By luring a malignant narcissist into you, you will cause him to lose interest in you because you are boring and do not satisfy his need to get an emotional response from that person, she explained.

“You’re not giving me any kind of narcissistic supply, you’re not stimulating me,” Delta said. “What the hell would I want to do with you?”

While she acknowledged that she can recognize when people are rocking her with gray hair, Delta said most malignant narcissists probably won’t recognize this tactic.

A malignant narcissist will try to exert power and control over you, but there are steps you can take, including giving them the illusion of control, rocking them, and cutting off contact.

2. Give the malignant narcissist the illusion of power and control.

If no contact is not an option, Delta advised viewers to manipulate the malignant narcissist by flipping the script and giving them the illusion of having power and control over them.

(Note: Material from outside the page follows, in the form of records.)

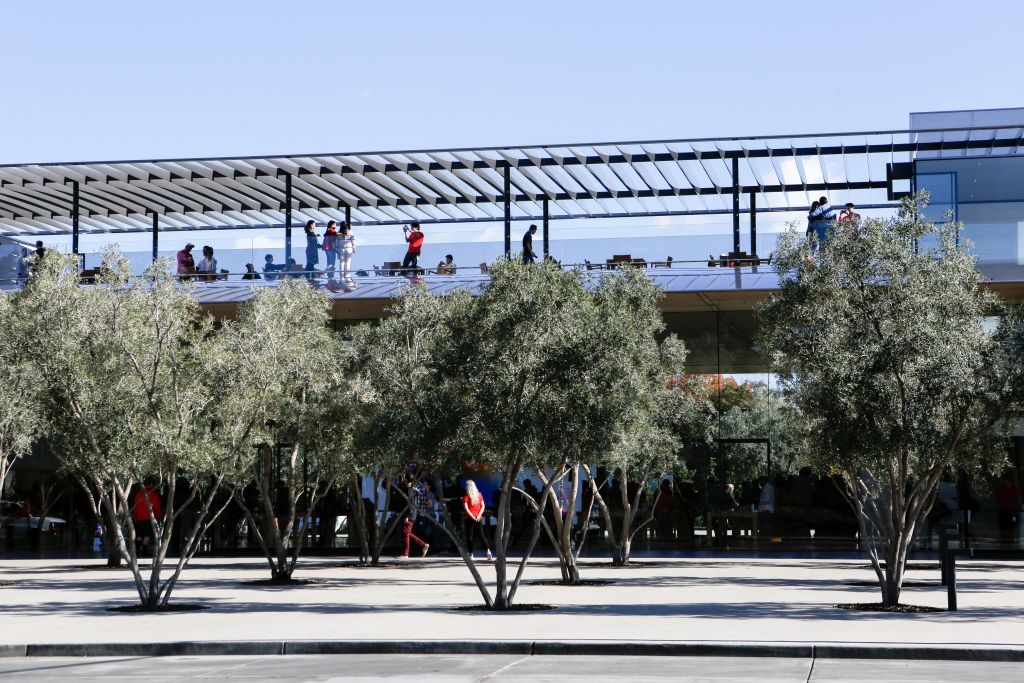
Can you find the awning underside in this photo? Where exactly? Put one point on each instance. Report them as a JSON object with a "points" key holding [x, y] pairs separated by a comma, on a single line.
{"points": [[601, 180]]}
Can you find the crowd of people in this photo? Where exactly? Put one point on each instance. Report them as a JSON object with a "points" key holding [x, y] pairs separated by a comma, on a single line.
{"points": [[821, 218]]}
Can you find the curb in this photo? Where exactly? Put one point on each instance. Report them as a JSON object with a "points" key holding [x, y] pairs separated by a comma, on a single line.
{"points": [[520, 647]]}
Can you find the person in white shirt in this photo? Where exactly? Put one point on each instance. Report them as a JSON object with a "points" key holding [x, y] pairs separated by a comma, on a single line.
{"points": [[208, 265], [345, 244]]}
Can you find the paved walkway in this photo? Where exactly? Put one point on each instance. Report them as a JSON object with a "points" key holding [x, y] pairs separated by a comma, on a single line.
{"points": [[760, 600], [504, 668]]}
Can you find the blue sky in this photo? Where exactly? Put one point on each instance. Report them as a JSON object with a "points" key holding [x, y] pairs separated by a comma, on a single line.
{"points": [[119, 80], [132, 80]]}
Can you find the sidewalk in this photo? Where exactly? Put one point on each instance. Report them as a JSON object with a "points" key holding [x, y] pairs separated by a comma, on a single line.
{"points": [[761, 601]]}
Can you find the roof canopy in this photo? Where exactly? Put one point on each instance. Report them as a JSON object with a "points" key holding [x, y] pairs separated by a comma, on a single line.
{"points": [[593, 180]]}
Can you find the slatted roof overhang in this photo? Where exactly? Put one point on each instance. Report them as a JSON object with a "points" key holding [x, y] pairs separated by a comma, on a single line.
{"points": [[592, 180]]}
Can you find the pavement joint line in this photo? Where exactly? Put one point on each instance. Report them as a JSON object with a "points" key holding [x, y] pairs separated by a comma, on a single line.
{"points": [[810, 651]]}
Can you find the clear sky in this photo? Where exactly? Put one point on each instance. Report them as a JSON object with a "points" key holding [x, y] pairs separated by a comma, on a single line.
{"points": [[123, 80], [93, 81]]}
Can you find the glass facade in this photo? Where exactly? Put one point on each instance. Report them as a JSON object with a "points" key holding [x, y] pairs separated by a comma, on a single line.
{"points": [[987, 196]]}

The main goal of malignant narcissists “is to gain power and control” over others, but Delta said that by taking away that ability they can protect themselves from their abuse.

“Giving someone the illusion of control is a good thing for power-hungry people who need to be in control, like narcissists,” Delta said.

‘If someone gives me the illusion of being the one in power, even if they’re the puppet master pulling the strings behind the scenes, then I’m much less likely to realize that I’m being manipulated because it’s feeding into my grandiosity.

“They are feeding my ego by putting me in a position of perceived power.”

This can help with your self-preservation, although it is not an ideal option because if the malignant narcissist realizes you are manipulating him, it could have disastrous consequences, he continued.

This could result in what is known as emotional dysregulation – when a malignant narcissist loses his or her control over others, causing them to experience intense mood swings including anger and frustration, according to Psychology today.

Delta warned that giving the illusion of control “is not a long-term solution and your long-term goal should be to have no contact if you are abused.”

3. No contact

The first and most important step you should take when dealing with a malignant narcissist is to completely cut off contact with him, Delta said.

This may be even more important if the person is not trying to overcome their disorder or is not self-aware.

It is especially important to cut all ties if they are being abusive or sadistic towards you, such as belittling, tormenting, or humiliating you.

Malignant narcissists feel and enjoy people’s pain, and get great pleasure from bringing others down, so it’s important to go no contact with them, Delta said.